What to ask for? We need to ask permission to access these.

- friends_about_me
- friends_activities
- friends_birthday
- friends_education_history
- friends_groups
- friends_hometown
- friends_likes
- friends_location
- friends_photos
- friends_relationships

- user_about_me
- user_birthday <
- user_education_history
- user_events
- user_friends
- user_groups 
- user_hometown
- user_likes <
- user_interests
- user_location
- user_online_presence
- user_photos
- user_posts
- user_relationships
- user_status

email

####From citizen Me list

- Facebook  	Profile	
- Facebook 	Likes
- Facebook 	Location
- Facebook  	Contacts
- Facebook 	Posts 	
- Twitter 	Profile 
- Twitter 	Tweets - text
- Twitter  	Tweets - location stamp	
- Twitter 	Tweets - time stamp
- Google+ 	Profile 
- Google+ 	Location
- LinkedIn 	Profile 

###Other notes

- Maybe need to use "DiscreteUniform" for age.

##Next Stage

So far all the questions have been chosen to help gain insight into the person's age and gender. However we should expand the questions, to these three types:

- Questions to help us gain insight (i.e. used immediately by the inference engine).
- Questions to collect data for later (i.e. they might be useful for future insights).
- Questions as answers "I think you're like watching East Enders, am I right?"

###Todo list

- JS - get next Question Queued - Started work, but skipped for now: this turns out to be quite complicated, as some questions can be generated without knowing what's gone before, while others can't. Also how to keep track of which have already been asked, and what is a duplicate or near-duplicate.
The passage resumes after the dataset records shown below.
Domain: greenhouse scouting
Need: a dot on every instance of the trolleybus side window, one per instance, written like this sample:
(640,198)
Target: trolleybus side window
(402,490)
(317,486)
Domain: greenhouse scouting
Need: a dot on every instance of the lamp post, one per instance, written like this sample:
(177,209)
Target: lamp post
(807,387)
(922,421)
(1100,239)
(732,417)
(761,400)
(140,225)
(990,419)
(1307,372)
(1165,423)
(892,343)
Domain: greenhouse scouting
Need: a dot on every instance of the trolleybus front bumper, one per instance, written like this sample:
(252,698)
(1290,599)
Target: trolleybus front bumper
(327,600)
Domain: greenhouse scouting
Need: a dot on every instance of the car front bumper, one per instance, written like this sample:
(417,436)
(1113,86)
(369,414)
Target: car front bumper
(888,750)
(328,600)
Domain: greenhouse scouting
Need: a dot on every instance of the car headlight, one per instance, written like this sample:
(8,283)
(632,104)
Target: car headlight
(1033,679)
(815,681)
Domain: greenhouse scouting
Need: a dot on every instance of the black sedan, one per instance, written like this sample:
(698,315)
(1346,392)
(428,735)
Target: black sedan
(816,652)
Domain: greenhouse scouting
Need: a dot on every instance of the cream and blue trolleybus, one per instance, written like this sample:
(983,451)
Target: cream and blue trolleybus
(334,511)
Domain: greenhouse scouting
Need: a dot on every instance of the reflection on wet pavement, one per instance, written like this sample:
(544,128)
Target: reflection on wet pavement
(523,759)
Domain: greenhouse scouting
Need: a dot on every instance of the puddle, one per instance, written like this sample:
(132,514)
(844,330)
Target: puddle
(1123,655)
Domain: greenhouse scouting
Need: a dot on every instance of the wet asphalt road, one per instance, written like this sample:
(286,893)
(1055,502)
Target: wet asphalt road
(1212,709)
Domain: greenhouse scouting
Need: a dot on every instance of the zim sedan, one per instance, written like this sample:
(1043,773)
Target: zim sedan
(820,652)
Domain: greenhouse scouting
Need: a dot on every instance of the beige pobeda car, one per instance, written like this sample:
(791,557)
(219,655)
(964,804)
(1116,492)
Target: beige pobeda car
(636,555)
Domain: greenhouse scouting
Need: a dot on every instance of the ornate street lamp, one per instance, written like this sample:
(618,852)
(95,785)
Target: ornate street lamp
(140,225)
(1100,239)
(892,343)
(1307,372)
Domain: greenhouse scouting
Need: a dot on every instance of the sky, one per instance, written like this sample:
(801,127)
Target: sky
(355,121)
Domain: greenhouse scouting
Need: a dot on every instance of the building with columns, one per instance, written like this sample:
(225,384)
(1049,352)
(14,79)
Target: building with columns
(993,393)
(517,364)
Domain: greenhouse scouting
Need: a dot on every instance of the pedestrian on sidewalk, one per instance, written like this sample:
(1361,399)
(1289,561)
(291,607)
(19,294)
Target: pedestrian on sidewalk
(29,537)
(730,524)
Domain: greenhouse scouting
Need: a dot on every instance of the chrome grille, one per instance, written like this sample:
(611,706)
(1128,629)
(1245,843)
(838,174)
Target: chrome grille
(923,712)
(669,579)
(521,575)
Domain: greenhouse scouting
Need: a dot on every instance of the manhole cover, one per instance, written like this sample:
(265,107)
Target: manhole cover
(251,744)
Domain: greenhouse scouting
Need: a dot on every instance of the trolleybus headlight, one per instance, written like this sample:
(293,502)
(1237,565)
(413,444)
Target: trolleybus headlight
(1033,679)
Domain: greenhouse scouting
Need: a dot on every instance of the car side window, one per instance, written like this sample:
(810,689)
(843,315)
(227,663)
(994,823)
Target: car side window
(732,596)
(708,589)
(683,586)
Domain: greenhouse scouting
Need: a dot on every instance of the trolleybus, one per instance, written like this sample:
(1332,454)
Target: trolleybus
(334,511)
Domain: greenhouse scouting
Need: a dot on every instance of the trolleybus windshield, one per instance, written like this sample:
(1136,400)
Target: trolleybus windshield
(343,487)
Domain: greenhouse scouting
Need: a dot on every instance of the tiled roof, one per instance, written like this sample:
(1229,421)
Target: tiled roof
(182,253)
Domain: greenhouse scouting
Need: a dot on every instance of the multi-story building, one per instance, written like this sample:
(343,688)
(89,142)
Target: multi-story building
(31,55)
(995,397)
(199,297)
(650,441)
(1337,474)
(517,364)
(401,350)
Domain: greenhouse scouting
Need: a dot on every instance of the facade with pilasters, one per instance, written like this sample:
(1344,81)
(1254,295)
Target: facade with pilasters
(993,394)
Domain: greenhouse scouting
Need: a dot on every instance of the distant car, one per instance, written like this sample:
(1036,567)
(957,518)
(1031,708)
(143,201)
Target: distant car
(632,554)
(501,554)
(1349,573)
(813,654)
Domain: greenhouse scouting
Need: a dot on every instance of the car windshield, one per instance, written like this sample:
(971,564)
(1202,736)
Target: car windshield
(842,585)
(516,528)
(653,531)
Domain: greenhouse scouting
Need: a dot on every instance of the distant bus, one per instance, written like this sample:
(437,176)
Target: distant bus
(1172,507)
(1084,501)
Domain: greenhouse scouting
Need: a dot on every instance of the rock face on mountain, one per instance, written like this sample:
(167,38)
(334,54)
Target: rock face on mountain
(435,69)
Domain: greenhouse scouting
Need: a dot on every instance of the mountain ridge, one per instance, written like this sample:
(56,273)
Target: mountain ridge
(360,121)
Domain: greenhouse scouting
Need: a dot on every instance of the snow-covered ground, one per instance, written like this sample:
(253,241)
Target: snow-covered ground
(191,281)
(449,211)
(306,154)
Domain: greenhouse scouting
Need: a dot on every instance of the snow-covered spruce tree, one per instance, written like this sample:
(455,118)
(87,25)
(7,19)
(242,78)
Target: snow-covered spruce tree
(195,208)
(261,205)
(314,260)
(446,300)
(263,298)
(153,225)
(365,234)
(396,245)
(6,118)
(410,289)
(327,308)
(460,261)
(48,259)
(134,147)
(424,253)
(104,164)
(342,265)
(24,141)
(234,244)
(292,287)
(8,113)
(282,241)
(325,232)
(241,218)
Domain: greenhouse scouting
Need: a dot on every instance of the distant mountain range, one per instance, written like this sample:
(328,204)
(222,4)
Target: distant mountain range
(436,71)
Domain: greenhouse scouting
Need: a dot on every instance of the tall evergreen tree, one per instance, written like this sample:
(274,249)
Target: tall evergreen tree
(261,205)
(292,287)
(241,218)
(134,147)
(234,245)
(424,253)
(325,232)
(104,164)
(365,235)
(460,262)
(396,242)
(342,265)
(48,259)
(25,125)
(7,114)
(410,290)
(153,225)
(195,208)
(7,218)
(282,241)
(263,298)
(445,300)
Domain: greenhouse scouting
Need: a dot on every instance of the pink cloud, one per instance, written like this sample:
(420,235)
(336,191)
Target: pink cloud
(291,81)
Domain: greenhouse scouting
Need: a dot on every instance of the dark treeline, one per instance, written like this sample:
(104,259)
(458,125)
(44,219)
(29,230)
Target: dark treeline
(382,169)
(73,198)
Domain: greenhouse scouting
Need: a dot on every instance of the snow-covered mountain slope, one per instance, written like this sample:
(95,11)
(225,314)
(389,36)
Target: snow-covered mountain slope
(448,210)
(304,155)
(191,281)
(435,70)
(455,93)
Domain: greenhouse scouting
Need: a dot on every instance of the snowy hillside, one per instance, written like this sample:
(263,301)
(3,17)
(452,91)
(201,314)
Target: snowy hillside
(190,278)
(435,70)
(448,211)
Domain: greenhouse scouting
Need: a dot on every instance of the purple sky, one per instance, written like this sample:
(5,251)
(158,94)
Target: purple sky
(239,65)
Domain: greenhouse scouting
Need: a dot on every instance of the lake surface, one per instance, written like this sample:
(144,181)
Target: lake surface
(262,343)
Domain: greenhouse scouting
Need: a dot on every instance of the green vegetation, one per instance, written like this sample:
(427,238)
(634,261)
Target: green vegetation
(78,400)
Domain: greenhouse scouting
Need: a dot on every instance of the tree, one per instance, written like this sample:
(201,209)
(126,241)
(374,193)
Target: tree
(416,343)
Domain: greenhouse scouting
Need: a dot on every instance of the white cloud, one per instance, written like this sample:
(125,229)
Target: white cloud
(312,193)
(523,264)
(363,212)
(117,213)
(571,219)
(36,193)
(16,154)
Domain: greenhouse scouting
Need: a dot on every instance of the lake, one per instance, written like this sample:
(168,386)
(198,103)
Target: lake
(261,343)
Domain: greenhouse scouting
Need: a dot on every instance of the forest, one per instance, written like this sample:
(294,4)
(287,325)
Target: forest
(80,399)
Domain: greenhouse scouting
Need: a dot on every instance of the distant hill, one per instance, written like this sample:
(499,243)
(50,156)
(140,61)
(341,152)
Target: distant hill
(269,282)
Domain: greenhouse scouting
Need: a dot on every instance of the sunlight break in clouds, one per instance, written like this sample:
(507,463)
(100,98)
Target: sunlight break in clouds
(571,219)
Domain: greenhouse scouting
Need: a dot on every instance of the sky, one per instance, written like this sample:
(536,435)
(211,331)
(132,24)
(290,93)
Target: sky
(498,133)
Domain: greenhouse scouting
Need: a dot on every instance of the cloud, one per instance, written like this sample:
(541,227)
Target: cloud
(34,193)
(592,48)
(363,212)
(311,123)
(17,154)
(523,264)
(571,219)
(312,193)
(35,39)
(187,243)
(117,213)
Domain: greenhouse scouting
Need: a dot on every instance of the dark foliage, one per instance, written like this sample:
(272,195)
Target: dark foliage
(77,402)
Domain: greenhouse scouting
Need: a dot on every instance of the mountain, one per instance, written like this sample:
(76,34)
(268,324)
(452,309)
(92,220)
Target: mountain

- Add keystroke collection - DONE
    - Timing of typing DONE 
- OS/browser DONE
- Add Facebook likes - needs to go through REVIEW
- Get inference running constantly to generate better questions
- Personality test questions
    - Psych tests (make them more concrete: "Are you going out tonight?"
    - MMSE?
- IMDB (suggest films - like/dislike)
- Employment/occupation
- Scaling
    - Move Geonames to a locally hosted API
    - Combine API code into a single wrapper function
    - Combine SQL code into a single function (check sqlite's lock behaviour).
    - including ask Morten for feedback about 'AWS' and scaling
    - Transparent webcache
- Account control:
    - logging in (via openID & facebook)
    - delete
    - download
    - upload
    - Decide on licese/terms and conditions: MULTIPLE CHOICE
- Turn into loaded questions: "Am I right you like this movie?"
- Web interface for creating new datasets on backend
- ONS (Marital status, living arrangements, residence type, children, ethnicity, national identity, religion, household size, qualifications, hours worked, occupation, socio-economic class, method of travel to work)
- Mobile support
- "Provide me with a reading now"
- Twitter, geo-tagging, handle
- Differential Privacy
- Ask questions about trending #tag, or news, or TV programmes on
- Generate a list of other sources of questions (e.g. movies, books, music, visited-places, holidays, hobbies, TV programmes, twitter)
- Check values are numbers when we expect them to be.
    - Allow script to unset an answer and ask for it again.

- New Name: SciKick

###Purpose

- How comfortable are people with data being processed like this?
- Increase user understanding.
- Increase our own understanding of what's possible.
- Models of user-centric data modelling
- Public perception of AI
- Provide methods for future models (mental health->case studies?, requires models of normality).


##Implementation Notes

###index.cgi

Provides via default output the interface to the user, fairly basic

###index.cgi?ajax=on

 - Receives ajax queries (from interface.js).
 - Instantiates relevant class for data of interest,
 - Each class has a method for turning user reply into database entry
 - Select next question 
     - ask each class how much information they will recover with a single question
     - call class genQuestion method
     - add to database
     - call the questionToText method and send back in ajax reply
     
###interface.js

Provides:

 - Facebook interface (sends messages to process.cgi in a similar way). TODO Could move this to a server-side interaction?
 - ajax: sends user replies to process.cgi and displays the computer's replies.